Agregó que en sus glúteos la víctima tiene un hematoma de 3 a 4 centímetros, de características vitales, es decir que se hizo mientras estaba viva. En la cadera derecha, en la zona para-genital fueron detectadas lesiones escoriativas. El examen ginecológico determinó una “equimosis, un trauma totalmente vital, dentro de la cavidad vaginal”. Las secreciones localizadas fueron semen.

"¿Usted nos podría decir que son lesiones propias de un abuso sexual?", preguntó el fiscal Agustín García. "Son compatibles con un abuso sexual", respondió el forense.

El cuerpo de Cielo estaba fragmentado: una parte se halló el domingo 15 de septiembre, y la restante al día lunes 16. Sobre los cortes provocados en el cuello, los hombros y ambas rodillas, el médico manifestó que se hicieron con elementos punzocortantes -de filo liso y otros irregulares- que eran "desprolijos" y quien los hizo “no tenía conocimiento”. Subrayó que no fueron “cortes rápidos” sino que hubo que hacer “fuerza” y que "por la cronología de las lesiones puede haber sido producida por una persona, también más, pero por una sola persona, si". Enfatizó en que el cuerpo no tenía sangre.

Mencionó que registraba 0,10 (gramos por litro) de alcohol y que había ausencia de drogas de abuso (cocaína, marihuana, psicofármacos).

Las prendas que fueron encontradas junto al cuerpo el domingo al mediodía fueron: una calza bordó, el saco de paño, ropa interior y un cuchillo con rastros de sangre.

La calza, dijo el oficial Escobar, tenía transferencia de material, esto significa que fue arrastrada contra un elemento que se lo produjo. El saco, que reconoció su hermana Damaris como suyo, fue el que presentaba más signos de violencia, tanto en la parte externa como en el forro.

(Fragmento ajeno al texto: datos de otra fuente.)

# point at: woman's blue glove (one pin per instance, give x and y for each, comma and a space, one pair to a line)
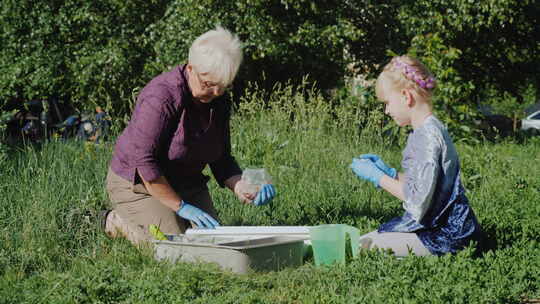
196, 215
392, 172
265, 195
366, 169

Respecto de la tracción evidenciada en su ropa interior, la defensa le consultó al testigo si al haber sido una prenda encontrada en el río podría ser otro el origen de la rotura. Contestó: “el de la bombacha imposible que se pueda generar sacándola del agua”. En cuanto a los del saco, dijo, “se infiere que hubo una intensidad de fuerza mayor para poder provocar esas roturas.”

Inflamación y hematoma

Diego Marton fue el médico forense que examinó a Escobar el 17 de septiembre de 2019, a las 20.30 horas, un día antes de la formulación de cargos. El profesional aseguró que constató que el imputado tenía inflamación en los nudillos del dedo índice y mayor de la mano derecha.

-¿Eso puede ser por un golpe de puño?, preguntó García.

-Sí, un traumatismo, o un golpe de puño sobre una superficie que no haya sido áspera y rugosa, contestó el testigo.

-Como una cara, afirmó el fiscal.

-Claro, sobre una parte del cuerpo humano en la cual exista por debajo hueso, o algo más firme que pueda generar el traumatismo, pero a su vez una superficie blanda que no genera una lesión externa, agregó el médico.

Marton indicó un hematoma en la palma de la mano derecha. García insistió en si eso podría ser provocado por manipular fuertemente un cuchillo. "Si se ejerce presión puede generarlo", respondió Marton.

Registró, además, una lesión cortante superficial y otra paralela entre sí. "Corresponde a un elemento cortante de un filo liso", añadió.

Respecto de la antigüedad, Marton manifestó que tienen una evolución de entre cuatro a cinco días, lo que lo ubica en la cronología trazada por la acusación de que el femicidio se cometió el viernes 13.